Abstract:
Protein subcellular localization is defined as predicting the functioning location of a given protein inside the cell. It is considered an important step towards protein function prediction and drug design. The task of protein subcellular localization from primary protein sequences is crucial for understanding genome regulation and functions. Support vector machine (SVM) based learning methods are shown to be effective for predicting protein subcellular and subnuclear localizations. Extraction of informative features cooperating with SVM plays an important role in designing an accurate system for predicting protein subnuclear localization. Proteins are large, complex molecules that are required for the structure, function, and regulation of a body’s tissues and organs. Subcellular localization of proteins within a cell of the body is a mean of achieving functional diversity of protein. The process determines the access of protein’s interacting partners and enables the integration of proteins into functional biological networks. To gain access to appropriate molecular interaction partners, protein must be at the right place at the right moment. Therefore, the process of protein subcellular localization is crucial for protein synthesis and drug discovery for a broad range of medical conditions and diseases.
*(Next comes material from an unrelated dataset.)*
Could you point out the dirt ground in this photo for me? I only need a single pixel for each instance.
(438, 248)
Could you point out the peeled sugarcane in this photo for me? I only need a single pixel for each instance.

The current study described here introduces a novel machine learning approach in Bioinformatics for classifying 361 protein sequences found inside a cell. The sequences were in string (text) format, and a set of characteristics were extracted out of them. The feature set includes 8 physicochemical properties of the protein found in 6 target locations of a cell. A support vector machine (SVM) based model has been developed to learn these properties of proteins and test the model on an independent dataset, considering the well-known application of SVM in this field. The algorithm developed during this work selects an optimal range of parameters of SVM and adopts feature selection for obtaining the best performance of the algorithm. The proposed algorithm achieved an average accuracy of 90% in classifying proteins on the target locations. It shows better performance compared to several similar algorithms presented in the literature. The technique proposed here can further be extended for protein sequences found in any part of the body.